NebMaatRa – Amenhotep HeqA Waset, ovvero Amenhotep III, conosciuto anche come “Il Magnifico”, regnò su Le Due Terre dal 1386 al 1350 a.C. circa e sotto il suo dominio l’Egitto conobbe pace, ricchezza e splendore artistico senza precedenti. I suoi monumenti a Luxor riecheggiano ancora della loro immensità e del loro splendore: basti pensare ai maestosi Colossi di Memnone, un tempo posti davanti al suo immenso palazzo funerario, e agli ambienti costruiti all’interno dei Templi di Luxor e Karnak. Ma è nella sua tomba che si respira la vera essenza della sua grandezza.

Oggi, dopo anni di lavori pazienti e minuziosi, la tomba si mostra in una veste completamente rinnovata. Il progetto di restauro, cominciato nel 1989 grazie a una missione dell’Università giapponese di Waseda, ha visto la collaborazione di esperti egiziani, giapponesi, italiani e il supporto di un fondo fiduciario dell’UNESCO. È stato un lavoro ventennale, suddiviso in tre fasi, che ha coinvolto più di 200 restauratori, studenti e ispettori egiziani, e che ha puntato anche sulla formazione delle nuove generazioni di restauratori e sulla sensibilizzazione della comunità locale al patrimonio culturale grazie all’organizzazione di laboratori e diverse attività dedicate ai più giovani.

Il risultato è sorprendente! Il soffitto della camera funeraria, un tempo annerito, è tornato a splendere con il suo cielo blu trapuntato di stelle dorate. Le pareti, ora leggibili e di nuovo nella cromia originale, mostrano Amenhotep III mentre riceve la vita eterna dagli dei o viene abbracciato da Hathor, Nut, Osiride e Anubi: scene ricche di colori e simbologia. Le immagini tratte dal Libro dell’Amduat descrivono il suo viaggio ultraterreno durante il quale NebMaatRa attraversa la notte per la sua rinascita. Il coperchio del sarcofago in granito rosso, che giaceva a terra frantumato in più di 200 pezzi, è stato ricostruito e rimontato. Le crepe nei pilastri sono state sigillate, i dipinti consolidati, l’intero sito messo in sicurezza e se ne garantisce la stabilità a lungo termine grazie a moderni strumenti di monitoraggio.

La riapertura della tomba, che presenta il tipico stile iconografico-strutturale adottato dai thutmosidi e dagli Amenhotep, non è solo un traguardo tecnico. È un momento profondamente simbolico.
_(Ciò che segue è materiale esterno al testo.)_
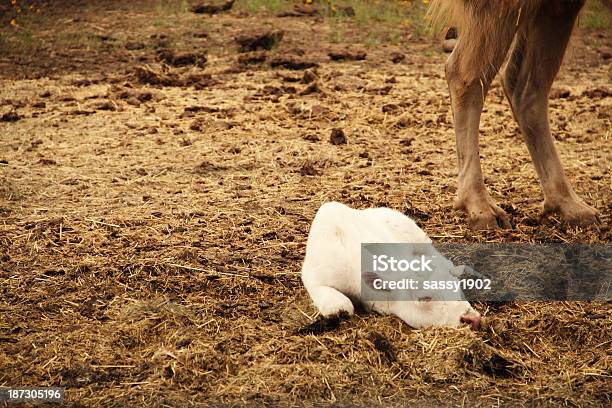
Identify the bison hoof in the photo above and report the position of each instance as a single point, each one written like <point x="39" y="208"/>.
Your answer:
<point x="484" y="214"/>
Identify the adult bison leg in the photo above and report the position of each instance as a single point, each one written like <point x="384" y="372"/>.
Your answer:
<point x="529" y="75"/>
<point x="483" y="44"/>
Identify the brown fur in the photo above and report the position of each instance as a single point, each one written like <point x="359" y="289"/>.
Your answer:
<point x="535" y="34"/>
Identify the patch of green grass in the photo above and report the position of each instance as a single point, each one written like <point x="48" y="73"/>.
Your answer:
<point x="596" y="16"/>
<point x="379" y="21"/>
<point x="21" y="39"/>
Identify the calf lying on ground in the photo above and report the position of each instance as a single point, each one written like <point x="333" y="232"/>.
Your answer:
<point x="539" y="31"/>
<point x="332" y="268"/>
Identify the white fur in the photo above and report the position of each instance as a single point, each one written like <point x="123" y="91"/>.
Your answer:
<point x="332" y="267"/>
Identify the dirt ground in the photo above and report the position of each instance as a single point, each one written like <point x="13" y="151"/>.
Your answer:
<point x="153" y="218"/>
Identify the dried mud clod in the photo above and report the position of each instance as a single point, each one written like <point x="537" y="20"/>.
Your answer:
<point x="11" y="116"/>
<point x="337" y="137"/>
<point x="212" y="8"/>
<point x="397" y="57"/>
<point x="259" y="39"/>
<point x="182" y="59"/>
<point x="250" y="58"/>
<point x="150" y="76"/>
<point x="292" y="62"/>
<point x="300" y="10"/>
<point x="347" y="55"/>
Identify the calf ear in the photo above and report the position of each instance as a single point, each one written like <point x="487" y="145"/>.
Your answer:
<point x="369" y="278"/>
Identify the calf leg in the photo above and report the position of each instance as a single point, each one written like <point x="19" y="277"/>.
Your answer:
<point x="529" y="75"/>
<point x="330" y="301"/>
<point x="484" y="42"/>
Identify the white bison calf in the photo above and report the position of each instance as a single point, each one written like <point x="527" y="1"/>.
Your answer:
<point x="332" y="268"/>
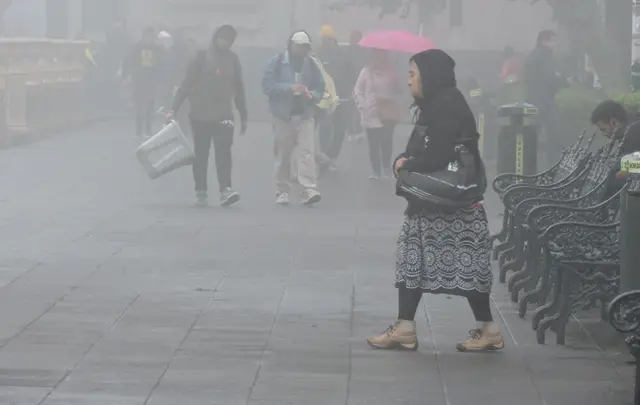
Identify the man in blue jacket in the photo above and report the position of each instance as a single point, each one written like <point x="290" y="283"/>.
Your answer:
<point x="294" y="84"/>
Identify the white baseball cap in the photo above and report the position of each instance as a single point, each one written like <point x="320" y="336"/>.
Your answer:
<point x="301" y="38"/>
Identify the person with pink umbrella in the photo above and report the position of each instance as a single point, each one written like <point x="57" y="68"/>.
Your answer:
<point x="376" y="96"/>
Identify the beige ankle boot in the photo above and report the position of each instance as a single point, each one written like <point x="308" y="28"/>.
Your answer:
<point x="487" y="338"/>
<point x="402" y="336"/>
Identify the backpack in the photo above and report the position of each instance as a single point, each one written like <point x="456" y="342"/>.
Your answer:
<point x="330" y="100"/>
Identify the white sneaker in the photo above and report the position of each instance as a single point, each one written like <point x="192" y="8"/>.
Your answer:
<point x="311" y="197"/>
<point x="282" y="198"/>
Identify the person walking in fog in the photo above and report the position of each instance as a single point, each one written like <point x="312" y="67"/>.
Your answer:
<point x="441" y="250"/>
<point x="541" y="83"/>
<point x="143" y="65"/>
<point x="356" y="56"/>
<point x="333" y="127"/>
<point x="294" y="85"/>
<point x="212" y="83"/>
<point x="375" y="94"/>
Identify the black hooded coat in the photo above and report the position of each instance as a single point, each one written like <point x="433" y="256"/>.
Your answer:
<point x="443" y="117"/>
<point x="213" y="82"/>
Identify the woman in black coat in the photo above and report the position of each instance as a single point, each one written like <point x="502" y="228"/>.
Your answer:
<point x="441" y="250"/>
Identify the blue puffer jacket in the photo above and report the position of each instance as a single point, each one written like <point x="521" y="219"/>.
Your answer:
<point x="278" y="79"/>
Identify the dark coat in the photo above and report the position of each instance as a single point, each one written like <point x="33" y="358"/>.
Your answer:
<point x="213" y="83"/>
<point x="443" y="117"/>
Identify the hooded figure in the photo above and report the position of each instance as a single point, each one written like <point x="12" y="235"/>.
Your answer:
<point x="440" y="251"/>
<point x="212" y="83"/>
<point x="443" y="111"/>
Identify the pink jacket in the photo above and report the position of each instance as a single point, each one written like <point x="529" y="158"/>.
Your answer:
<point x="370" y="87"/>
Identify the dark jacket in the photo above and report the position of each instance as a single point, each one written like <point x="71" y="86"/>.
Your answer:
<point x="144" y="64"/>
<point x="337" y="65"/>
<point x="212" y="83"/>
<point x="443" y="117"/>
<point x="541" y="82"/>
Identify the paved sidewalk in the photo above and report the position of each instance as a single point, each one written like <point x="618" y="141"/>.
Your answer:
<point x="114" y="291"/>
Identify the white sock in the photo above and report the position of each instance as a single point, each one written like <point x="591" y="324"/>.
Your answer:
<point x="491" y="328"/>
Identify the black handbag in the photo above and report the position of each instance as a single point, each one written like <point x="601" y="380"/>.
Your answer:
<point x="462" y="183"/>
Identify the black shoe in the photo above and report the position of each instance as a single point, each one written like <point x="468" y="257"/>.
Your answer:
<point x="201" y="199"/>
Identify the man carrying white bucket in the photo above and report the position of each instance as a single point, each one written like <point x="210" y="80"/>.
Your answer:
<point x="212" y="83"/>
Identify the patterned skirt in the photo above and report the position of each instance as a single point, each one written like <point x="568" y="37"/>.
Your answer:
<point x="445" y="253"/>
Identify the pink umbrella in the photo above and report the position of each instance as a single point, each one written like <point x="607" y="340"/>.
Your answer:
<point x="399" y="41"/>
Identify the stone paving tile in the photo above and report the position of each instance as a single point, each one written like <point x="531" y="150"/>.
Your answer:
<point x="115" y="291"/>
<point x="22" y="395"/>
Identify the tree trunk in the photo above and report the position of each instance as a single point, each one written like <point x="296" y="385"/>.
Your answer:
<point x="618" y="23"/>
<point x="585" y="26"/>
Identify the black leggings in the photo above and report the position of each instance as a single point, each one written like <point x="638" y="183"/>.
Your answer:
<point x="409" y="299"/>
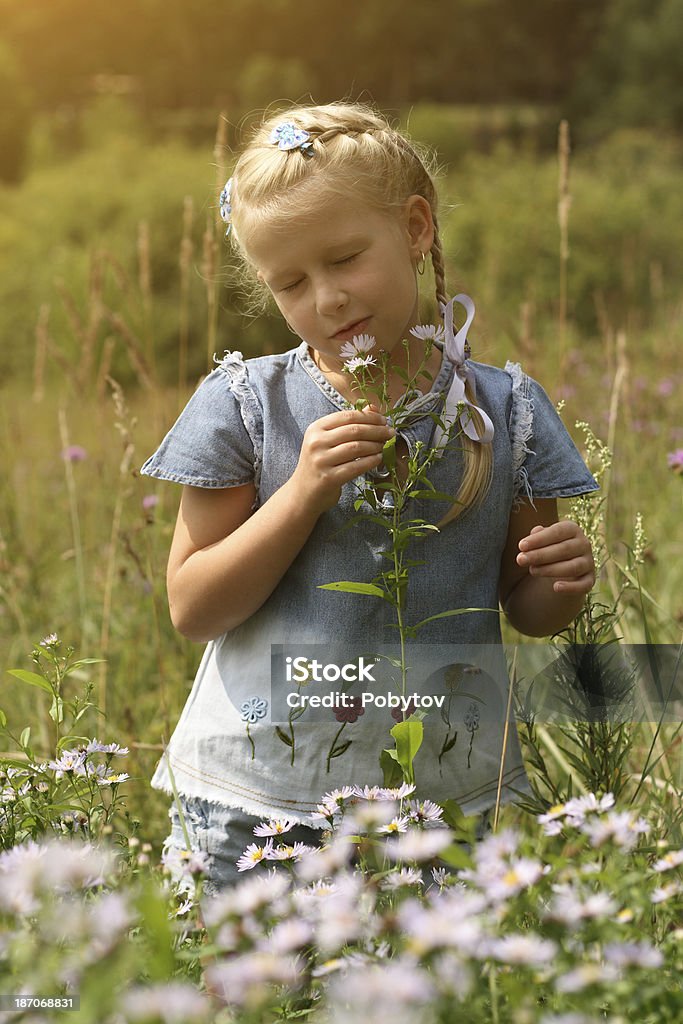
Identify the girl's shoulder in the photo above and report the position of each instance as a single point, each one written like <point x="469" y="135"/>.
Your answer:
<point x="255" y="369"/>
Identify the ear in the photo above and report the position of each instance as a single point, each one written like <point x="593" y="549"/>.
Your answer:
<point x="420" y="224"/>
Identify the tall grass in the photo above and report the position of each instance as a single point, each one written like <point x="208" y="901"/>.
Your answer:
<point x="116" y="355"/>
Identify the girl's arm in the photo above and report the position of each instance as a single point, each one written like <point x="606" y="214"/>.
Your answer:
<point x="225" y="561"/>
<point x="546" y="571"/>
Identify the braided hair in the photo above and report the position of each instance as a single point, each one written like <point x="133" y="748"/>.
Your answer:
<point x="352" y="150"/>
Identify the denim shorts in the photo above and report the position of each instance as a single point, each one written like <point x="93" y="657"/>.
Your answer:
<point x="224" y="833"/>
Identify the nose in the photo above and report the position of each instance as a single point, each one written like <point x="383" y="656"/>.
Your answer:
<point x="330" y="296"/>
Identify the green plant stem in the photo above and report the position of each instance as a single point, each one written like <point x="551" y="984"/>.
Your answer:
<point x="75" y="523"/>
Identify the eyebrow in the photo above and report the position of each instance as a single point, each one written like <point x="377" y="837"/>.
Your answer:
<point x="280" y="276"/>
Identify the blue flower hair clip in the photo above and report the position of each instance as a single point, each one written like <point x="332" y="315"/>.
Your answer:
<point x="225" y="205"/>
<point x="288" y="136"/>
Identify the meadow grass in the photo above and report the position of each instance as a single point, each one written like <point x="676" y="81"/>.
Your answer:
<point x="82" y="543"/>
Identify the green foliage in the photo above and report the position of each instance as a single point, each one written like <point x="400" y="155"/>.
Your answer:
<point x="78" y="791"/>
<point x="629" y="78"/>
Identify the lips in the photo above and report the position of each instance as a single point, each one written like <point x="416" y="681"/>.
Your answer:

Dopo migliaia di anni nell’oscurità e due secoli di silenzio scientifico, la voce di Amenhotep III può finalmente essere ascoltata. Visitare la sua tomba oggi significa fare un viaggio nel cuore del Nuovo Regno, in un luogo che, seppur segnato dal tempo, riesce ancora a trasmettere un senso di maestosità e mistero. Non si esclude, infatti, che anche la Grande Sposa Reale, la regina Tye, e la principessa Sitamon, figlia della coppia, possano essere state sepolte in questi ambienti: una teoria che purtroppo non è avvalorata da prove concrete (un bracciale con i nomi della coppia reale e il piede di un ushabty intestato a Tye trovato da Carter). Al contrario, invece, sono state trovate evidenze di sepolture intrusive risalenti probabilmente al Terzo Periodo Intermedio.


Per accedere alla tomba è richiesto un biglietto speciale, come per visitare le dimore dell’eternità di Tutankhamon e Seti I. Ma ne vale sicuramente la pena. Pochi luoghi al mondo permettono di entrare così a fondo nella storia, camminando tra le pareti che raccontano il passaggio di un uomo verso l’eternità.
E questa volta, dopo secoli di silenzio, sarà il faraone stesso a raccontarcela.